Moro yogurt vs. Brown Cow

On the left is homemade yogurt with strawberry jam. What's on the right was marked down at Whole Foods this week.

Although I make yogurt all the time, I've hesitated to send a child to school with homemade yogurt in a canning jar because I worried it might be embarrassing, like going to school in a dress made from a flour sack. But Owen, who is a 9-year-old ecofreak, loved the idea. I questioned whether, for all his scruples, he would find strawberry jam an acceptable substitute for "fruit-at-the-bottom." He did. Amazing. It has really bugged me to make great yogurt and then feed the kids expensive and mediocre single-serving cartons of Dannon/Yoplait/Brown Cow just because they're pre-sweetened and portable. Non-serious problem now solved.

As for the yogurt itself, I used the Moro recipe, which is much fussier than my go-to recipe in Anne Mendelson's Milk. 
 
Mendelson's recipe involves heating milk and cooling it, adding a few spoonfuls of "starter" yogurt then putting the mixture somewhere warm to sit overnight.  In the morning, you strain the yogurt for a few hours to thicken.

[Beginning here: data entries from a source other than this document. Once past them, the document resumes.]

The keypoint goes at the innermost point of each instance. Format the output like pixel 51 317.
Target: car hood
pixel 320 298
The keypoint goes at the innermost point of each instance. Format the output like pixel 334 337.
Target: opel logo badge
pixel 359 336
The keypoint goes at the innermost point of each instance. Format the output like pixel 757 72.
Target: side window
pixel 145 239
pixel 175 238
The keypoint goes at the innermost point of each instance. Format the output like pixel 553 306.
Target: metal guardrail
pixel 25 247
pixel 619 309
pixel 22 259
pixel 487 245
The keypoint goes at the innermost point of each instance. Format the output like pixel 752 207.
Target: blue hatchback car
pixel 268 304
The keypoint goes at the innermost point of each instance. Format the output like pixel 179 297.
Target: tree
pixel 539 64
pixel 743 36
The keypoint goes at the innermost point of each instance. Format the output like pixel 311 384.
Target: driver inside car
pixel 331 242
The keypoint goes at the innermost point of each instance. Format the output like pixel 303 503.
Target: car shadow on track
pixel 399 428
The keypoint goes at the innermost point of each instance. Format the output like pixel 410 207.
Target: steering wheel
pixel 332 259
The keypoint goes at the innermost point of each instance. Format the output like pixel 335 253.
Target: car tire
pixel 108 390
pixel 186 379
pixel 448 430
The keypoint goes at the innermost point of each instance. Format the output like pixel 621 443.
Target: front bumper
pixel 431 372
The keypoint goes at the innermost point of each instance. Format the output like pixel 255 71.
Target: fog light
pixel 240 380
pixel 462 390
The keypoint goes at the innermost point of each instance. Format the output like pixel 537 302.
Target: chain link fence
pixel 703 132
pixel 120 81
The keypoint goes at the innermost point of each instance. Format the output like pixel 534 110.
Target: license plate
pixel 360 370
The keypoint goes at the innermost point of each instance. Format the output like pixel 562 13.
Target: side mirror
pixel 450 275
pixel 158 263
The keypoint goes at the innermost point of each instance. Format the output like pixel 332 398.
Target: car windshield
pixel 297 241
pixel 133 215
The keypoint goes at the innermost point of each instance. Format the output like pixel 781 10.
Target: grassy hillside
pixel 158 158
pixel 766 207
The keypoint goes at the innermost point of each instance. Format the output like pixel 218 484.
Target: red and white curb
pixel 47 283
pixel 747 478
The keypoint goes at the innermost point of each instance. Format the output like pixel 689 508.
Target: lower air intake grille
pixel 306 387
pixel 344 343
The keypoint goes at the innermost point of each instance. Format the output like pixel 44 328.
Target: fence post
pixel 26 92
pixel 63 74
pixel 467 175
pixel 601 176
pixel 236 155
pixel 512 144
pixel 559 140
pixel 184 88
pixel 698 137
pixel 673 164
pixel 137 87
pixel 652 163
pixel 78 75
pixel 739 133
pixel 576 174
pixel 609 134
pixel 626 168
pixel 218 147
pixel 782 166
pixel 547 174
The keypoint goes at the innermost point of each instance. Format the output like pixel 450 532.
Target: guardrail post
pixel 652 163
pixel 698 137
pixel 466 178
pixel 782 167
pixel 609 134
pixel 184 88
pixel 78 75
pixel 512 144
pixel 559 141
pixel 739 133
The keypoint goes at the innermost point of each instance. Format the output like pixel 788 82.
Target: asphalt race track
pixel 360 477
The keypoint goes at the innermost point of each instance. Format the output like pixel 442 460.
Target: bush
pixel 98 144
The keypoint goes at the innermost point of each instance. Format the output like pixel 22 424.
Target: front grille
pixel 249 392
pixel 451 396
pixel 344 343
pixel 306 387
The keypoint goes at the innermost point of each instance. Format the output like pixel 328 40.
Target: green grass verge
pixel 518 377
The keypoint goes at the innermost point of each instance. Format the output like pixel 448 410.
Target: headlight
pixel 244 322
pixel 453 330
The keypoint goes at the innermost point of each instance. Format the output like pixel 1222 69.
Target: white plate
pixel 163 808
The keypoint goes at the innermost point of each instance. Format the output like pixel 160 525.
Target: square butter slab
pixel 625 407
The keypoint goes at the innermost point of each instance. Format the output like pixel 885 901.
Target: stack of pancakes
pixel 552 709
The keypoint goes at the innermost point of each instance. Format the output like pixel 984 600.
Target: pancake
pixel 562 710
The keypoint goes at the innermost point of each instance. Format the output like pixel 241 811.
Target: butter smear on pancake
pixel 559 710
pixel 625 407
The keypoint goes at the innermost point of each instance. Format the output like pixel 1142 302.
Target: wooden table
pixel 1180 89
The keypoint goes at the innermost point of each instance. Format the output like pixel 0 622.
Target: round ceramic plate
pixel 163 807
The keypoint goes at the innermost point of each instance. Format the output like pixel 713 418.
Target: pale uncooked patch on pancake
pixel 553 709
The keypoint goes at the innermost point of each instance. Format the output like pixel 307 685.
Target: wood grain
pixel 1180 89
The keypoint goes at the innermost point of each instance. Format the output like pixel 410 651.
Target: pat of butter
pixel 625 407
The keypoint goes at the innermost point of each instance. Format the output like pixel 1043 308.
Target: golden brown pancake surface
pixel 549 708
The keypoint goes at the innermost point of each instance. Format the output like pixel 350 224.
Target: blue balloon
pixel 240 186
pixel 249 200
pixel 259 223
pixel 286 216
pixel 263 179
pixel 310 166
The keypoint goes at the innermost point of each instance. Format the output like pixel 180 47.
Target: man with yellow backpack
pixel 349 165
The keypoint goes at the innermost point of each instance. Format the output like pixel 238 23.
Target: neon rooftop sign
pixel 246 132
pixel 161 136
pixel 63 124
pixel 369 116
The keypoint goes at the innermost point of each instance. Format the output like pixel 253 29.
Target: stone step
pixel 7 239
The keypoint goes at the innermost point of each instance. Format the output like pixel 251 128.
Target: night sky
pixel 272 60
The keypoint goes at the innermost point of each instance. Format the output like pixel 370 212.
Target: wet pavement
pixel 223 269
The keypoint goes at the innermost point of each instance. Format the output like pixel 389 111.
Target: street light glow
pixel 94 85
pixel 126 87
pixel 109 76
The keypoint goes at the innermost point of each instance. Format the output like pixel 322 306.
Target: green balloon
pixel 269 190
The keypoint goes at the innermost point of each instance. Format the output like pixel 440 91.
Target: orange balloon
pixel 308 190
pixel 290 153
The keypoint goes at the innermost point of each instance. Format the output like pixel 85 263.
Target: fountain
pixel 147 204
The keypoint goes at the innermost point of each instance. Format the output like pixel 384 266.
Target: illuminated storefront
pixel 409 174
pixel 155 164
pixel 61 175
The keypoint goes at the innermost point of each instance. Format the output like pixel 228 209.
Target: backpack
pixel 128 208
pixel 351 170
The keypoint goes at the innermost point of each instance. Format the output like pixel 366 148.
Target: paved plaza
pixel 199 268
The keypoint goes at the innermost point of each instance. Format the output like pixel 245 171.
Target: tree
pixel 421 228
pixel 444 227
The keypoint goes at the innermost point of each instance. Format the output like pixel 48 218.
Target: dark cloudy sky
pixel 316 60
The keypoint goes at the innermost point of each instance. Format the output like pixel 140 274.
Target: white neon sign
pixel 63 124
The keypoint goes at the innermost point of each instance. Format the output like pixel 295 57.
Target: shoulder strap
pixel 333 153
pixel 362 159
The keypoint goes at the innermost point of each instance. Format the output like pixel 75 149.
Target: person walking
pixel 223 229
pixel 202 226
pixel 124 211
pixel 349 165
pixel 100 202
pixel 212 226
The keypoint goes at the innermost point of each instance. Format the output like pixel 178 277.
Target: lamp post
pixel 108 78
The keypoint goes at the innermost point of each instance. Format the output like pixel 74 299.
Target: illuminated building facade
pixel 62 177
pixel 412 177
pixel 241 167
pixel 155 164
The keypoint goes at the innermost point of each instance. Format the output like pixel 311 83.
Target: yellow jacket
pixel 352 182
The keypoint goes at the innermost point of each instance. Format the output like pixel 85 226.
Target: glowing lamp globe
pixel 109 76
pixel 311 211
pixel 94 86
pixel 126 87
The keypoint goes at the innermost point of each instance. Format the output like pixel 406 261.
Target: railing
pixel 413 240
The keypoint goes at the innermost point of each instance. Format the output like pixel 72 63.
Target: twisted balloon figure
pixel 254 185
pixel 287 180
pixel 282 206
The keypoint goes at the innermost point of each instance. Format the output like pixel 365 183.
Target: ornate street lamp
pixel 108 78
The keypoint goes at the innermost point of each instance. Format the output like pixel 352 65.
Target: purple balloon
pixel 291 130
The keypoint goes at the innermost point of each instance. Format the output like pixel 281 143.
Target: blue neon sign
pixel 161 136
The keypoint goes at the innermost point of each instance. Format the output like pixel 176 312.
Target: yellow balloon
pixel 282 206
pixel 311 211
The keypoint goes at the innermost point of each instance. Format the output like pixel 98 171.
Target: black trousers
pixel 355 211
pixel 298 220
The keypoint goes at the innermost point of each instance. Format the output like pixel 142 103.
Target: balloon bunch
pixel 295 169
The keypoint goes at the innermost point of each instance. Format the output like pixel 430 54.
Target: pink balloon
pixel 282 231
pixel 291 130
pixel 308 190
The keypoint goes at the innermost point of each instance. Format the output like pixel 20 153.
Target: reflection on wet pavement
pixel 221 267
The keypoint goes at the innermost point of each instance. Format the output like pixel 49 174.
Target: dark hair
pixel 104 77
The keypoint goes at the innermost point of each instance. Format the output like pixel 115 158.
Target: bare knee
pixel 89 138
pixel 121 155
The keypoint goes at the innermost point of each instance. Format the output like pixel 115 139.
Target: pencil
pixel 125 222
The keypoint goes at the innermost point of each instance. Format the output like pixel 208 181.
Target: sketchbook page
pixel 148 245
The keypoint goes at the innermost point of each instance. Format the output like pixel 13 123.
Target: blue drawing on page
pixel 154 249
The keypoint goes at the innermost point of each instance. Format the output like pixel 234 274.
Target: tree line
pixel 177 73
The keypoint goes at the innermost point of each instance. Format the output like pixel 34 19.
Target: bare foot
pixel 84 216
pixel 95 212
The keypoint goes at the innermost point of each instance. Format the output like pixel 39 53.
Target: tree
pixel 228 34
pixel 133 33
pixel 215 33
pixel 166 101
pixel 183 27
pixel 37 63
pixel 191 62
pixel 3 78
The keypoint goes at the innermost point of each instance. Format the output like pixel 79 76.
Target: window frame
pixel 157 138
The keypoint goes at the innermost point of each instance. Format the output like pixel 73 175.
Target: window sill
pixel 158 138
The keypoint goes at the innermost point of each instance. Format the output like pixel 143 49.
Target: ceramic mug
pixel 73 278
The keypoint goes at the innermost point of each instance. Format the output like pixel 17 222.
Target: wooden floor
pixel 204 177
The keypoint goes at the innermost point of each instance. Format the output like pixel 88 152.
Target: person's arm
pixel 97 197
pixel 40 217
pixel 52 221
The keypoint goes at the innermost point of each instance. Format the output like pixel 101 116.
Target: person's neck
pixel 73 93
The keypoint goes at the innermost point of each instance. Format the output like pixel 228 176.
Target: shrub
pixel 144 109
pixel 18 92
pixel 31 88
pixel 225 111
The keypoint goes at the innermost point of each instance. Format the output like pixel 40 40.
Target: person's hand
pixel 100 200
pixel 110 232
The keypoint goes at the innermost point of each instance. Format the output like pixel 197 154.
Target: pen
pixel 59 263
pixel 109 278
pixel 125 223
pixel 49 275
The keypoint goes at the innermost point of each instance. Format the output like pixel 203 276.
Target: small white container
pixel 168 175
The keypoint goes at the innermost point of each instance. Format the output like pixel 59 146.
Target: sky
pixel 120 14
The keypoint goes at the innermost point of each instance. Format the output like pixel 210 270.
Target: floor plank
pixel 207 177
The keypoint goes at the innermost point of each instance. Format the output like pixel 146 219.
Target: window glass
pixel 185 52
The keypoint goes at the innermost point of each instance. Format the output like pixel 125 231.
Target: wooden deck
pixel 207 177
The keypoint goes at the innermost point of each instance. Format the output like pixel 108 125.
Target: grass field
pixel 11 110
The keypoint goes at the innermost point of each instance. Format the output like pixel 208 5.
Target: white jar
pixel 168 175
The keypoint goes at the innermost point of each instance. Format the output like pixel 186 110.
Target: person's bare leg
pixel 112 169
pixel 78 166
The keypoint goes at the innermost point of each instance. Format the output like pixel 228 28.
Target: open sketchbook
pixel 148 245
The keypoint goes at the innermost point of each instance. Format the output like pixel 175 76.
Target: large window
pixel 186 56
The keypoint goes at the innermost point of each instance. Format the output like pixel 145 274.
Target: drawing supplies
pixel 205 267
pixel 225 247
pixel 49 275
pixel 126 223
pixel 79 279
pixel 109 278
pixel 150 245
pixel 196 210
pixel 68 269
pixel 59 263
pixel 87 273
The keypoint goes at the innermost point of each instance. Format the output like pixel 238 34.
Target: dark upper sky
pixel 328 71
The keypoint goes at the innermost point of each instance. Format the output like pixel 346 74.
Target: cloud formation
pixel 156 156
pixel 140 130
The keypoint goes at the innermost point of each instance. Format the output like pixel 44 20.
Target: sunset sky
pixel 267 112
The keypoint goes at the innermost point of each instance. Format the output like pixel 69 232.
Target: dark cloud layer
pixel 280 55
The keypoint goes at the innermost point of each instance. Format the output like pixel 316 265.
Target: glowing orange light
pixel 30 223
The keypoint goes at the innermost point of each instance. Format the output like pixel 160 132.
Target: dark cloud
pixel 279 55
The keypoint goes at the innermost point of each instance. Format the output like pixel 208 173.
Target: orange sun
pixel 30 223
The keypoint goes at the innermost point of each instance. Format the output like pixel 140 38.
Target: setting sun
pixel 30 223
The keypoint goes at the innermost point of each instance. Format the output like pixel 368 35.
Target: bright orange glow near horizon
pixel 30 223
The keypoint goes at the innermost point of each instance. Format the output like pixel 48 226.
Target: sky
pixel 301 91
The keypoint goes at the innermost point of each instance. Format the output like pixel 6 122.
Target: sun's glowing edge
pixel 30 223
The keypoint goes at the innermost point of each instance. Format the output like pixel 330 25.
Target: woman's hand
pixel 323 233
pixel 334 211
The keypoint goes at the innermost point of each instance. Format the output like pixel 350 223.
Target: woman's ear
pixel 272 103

It's like Greek yogurt, and it's fabulous. (This is virtually identical to Mendelson's formula, and if you've never made yogurt, you should try it.)

The Moro recipe calls for boiling milk until it reduces by a third, which takes a while, then adding cream. You cool this decadent mixture, stir in your starter, and put it somewhere warm to sit overnight. It is also fabulous, perhaps slightly more fabulous than Mendelson's yogurt, if not fabulous enough to merit the extra effort. It is also extremely fattening.
 
Still, I count this yogurt as one more reason to love the Moro cookbook.

In other news, I finally got around to reading Girl with the Dragon Tattoo. Not for everyone, this best-selling mystery, as it is lurid, grisly, intricately (some might say "implausibly") plotted, and overpopulated with sadistic Swedish sex maniacs. I never wanted it to end. Have now embarked on the sequel instead of taking down the Christmas tree. There are times when serial killers are better companions than sentimental Christmas ornaments, though I really do need to take down that tree.